Is the only real answer sandboxing + zero trust + treating agents as hostile by default? Or is this category fundamentally incompatible with least privilege?

yikes

mh2266 50 minutes ago [-]
> “did they patch this RCE,”

no, they documented it

https://docs.openclaw.ai/gateway/security#node-execution-sys...

g947o 17 minutes ago [-]
So that's shifting the responsibility to users. And likely many users tools don't understand what those words mean.

All these companies/projects break decades of our security practice and sell you AI browser, AI agent for... I don't know what?
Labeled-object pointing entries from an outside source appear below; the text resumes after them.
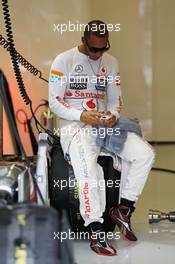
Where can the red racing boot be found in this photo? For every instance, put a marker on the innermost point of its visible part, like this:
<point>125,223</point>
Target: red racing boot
<point>121,215</point>
<point>99,242</point>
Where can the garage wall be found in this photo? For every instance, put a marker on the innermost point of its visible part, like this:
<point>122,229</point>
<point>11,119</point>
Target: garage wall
<point>39,41</point>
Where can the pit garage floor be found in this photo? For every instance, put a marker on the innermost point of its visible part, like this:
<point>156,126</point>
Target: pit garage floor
<point>156,242</point>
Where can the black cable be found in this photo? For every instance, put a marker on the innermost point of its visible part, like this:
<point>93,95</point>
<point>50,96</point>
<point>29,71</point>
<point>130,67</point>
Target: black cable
<point>165,170</point>
<point>15,57</point>
<point>27,65</point>
<point>18,140</point>
<point>21,86</point>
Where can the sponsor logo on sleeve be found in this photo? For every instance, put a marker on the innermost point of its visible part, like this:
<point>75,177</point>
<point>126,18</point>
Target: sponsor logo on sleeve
<point>79,68</point>
<point>55,76</point>
<point>101,84</point>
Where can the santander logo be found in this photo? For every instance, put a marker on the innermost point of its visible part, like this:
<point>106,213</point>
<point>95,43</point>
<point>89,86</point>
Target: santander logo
<point>69,93</point>
<point>91,104</point>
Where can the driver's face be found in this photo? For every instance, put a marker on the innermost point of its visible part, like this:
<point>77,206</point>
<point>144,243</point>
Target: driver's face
<point>95,42</point>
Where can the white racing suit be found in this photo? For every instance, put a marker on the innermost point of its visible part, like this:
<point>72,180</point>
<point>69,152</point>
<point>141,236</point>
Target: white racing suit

vulnwrecker6000 3 minutes ago [-]
Agents need fewer privileges!
chrisjj 51 minutes ago [-]
We need more Windows' "Are you sure you want XXX to make changes to your computer? (no I can't tell you what changes, but trust me.)"

/i

clawsyndicate 1 hours ago [-]
legit issue for local installs but this is why we run the hosted platform in gVisor. even with the exploit you're trapped in a sandbox with no access to the host node. we treat every container as hostile by default.
hughw 28 minutes ago [-]
You sound like the confident techie character in a Michael Crichton novel pronouncing "We've thought of everything there's no way for the demon to escape" shortly before the demon escapes.
chrisjj 41 minutes ago [-]
So... what use is an agent that cannot reach out of its trap?
electroglyph 1 hours ago [-]
that response is not comforting
nsm100 1 hours ago [-]
Thank you for doing this. I'm shocked that more people aren't thinking about security with respect to AI.
avaer 46 minutes ago [-]
People are thinking about it. I'm just not sure if the intersect between people who use OpenClaw/Moltbook is very high.
lxgr 56 minutes ago [-]
This isn't even AI security, as far as I can tell: It looks like regular old computer security to me.
g947o 12 minutes ago [-]
In the old days we just call that arbitrary code execution.

And these AI people just act as if that's never a problem.